Unkonventionell war er schon immer. Er war ein Punk, wenn auch nach eigenem Eingeständnis „nur zwei Tage lang“, der schon als Schüler eine Rock-Band gründete und ein eigenes Kassetten-Fanzine mit dem Namen „Festival der guten Taten“ herausbrachte. Sein Germanistik-Studium schmiss Tim Renner nach dem ersten Semester („zu langweilig“), stattdessen moderierte er die experimentelle Radio-Show Zur Lage der Nation und schrieb Pop-Kolumnen.

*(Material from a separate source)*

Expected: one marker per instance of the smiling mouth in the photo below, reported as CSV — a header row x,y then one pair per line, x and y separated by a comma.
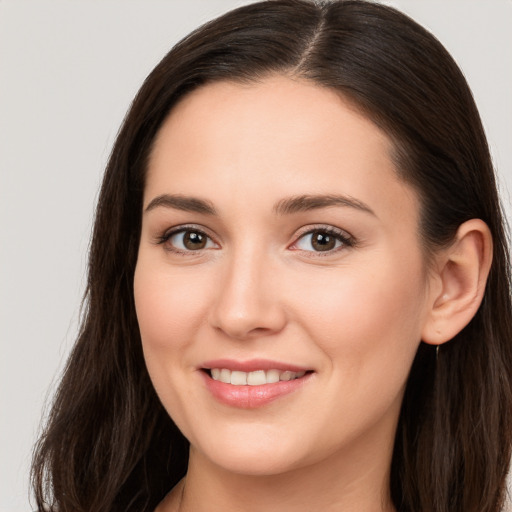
x,y
254,378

Mit 22 schließlich machte er sein Hobby zum Beruf und widmete sich professionell dem Musikgeschäft als Chef eines Plattenlabels und Entdecker von so prominenten Bands wie Rammstein oder Element of Crime, später als Medienunternehmer mit eigenem Radiosender (Rock FM), Produzent, Autor, Manager sowie Professor an der Pop-Akademie Baden-Württemberg in Mannheim. Ein Tausendsassa in Sachen Musik und ein glänzender Verkäufer obendrein.
Nun macht Tim Renner wieder etwas Neues – kurz vor seinem 50. Geburtstag wechselt er in die Politik und wird neuer Berliner Kulturstaatssekretär. Am Dienstag wird ihn der rot-schwarze Senat der Hauptstadt zum Nachfolger von André Schmitz bestimmen. Dieser war Anfang Februar in den einstweiligen Ruhestand versetzt worden, nachdem bekanntgeworden war, dass er die Erträge eines Schweizer Kontos nicht versteuert hatte.

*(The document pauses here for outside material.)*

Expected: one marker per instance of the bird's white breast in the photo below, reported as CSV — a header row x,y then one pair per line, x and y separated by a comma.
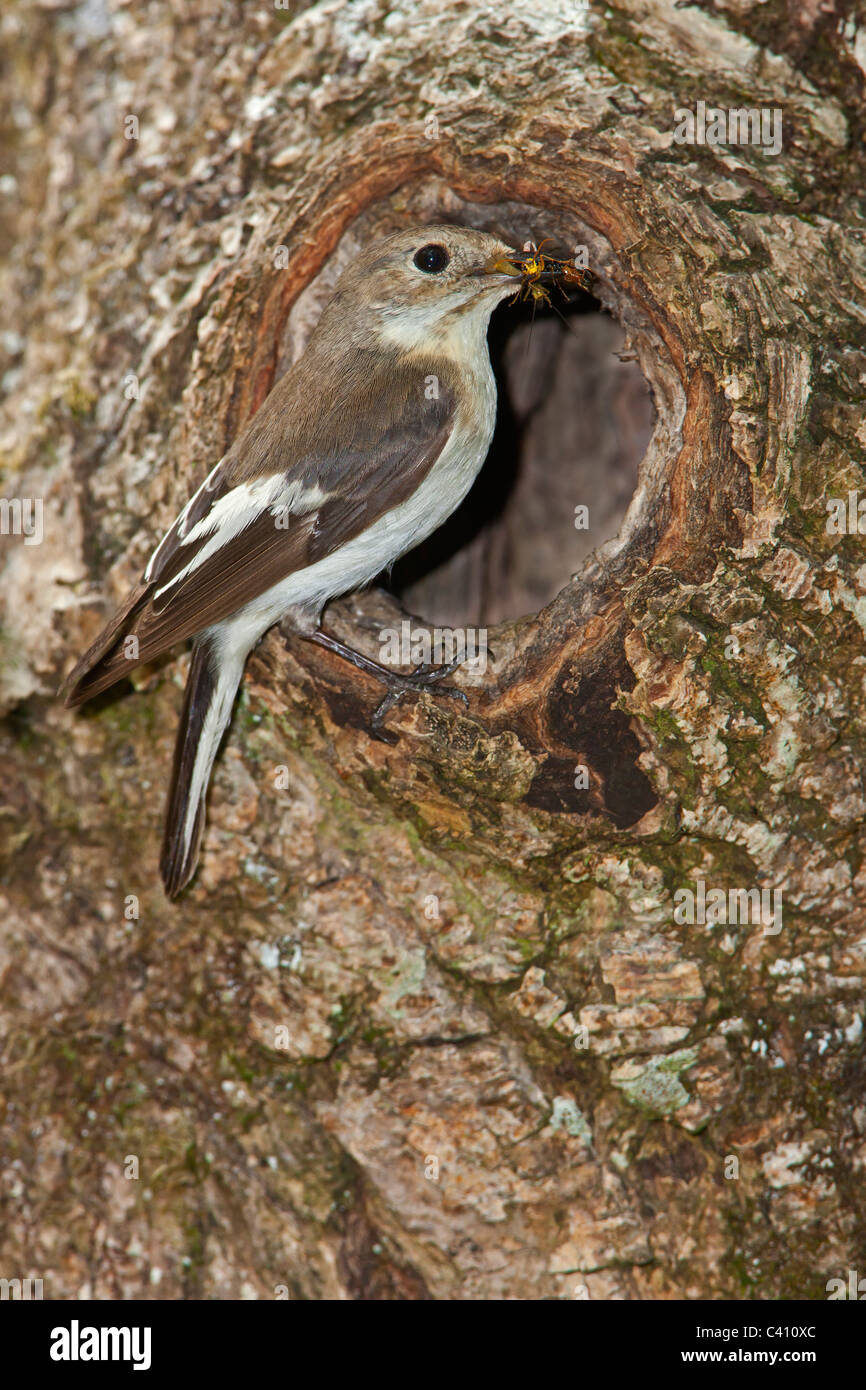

Mit der Berufung Renners war dem Regierenden Bürgermeister Klaus Wowereit (SPD) ein echter Coup gelungen, kein professioneller Beobachter der politischen Szene in der Spree-Metropole hatte ihn auf der Rechnung gehabt. Eher galt Berlinale-Chef Dieter Kosslick als möglicher Anwärter. „Tim Renner steht für die Stadt und die Kreativszene“, sagte Wowereit bei der Präsentation seines Wunschkandidaten. Renner sei gut vernetzt und habe durch seine vielfältigen Aktivitäten bereits zahlreiche Initiativen für den Kreativstandort Berlin gegeben. Mit Renner, darüber sind sich alle Akteure der Berliner Kulturszene einig, wird ein frischer Wind Einzug halten, da sich durch seine Interessen die Schwerpunkte von der ernsten Hochkultur zur Subkultur verschieben könnten.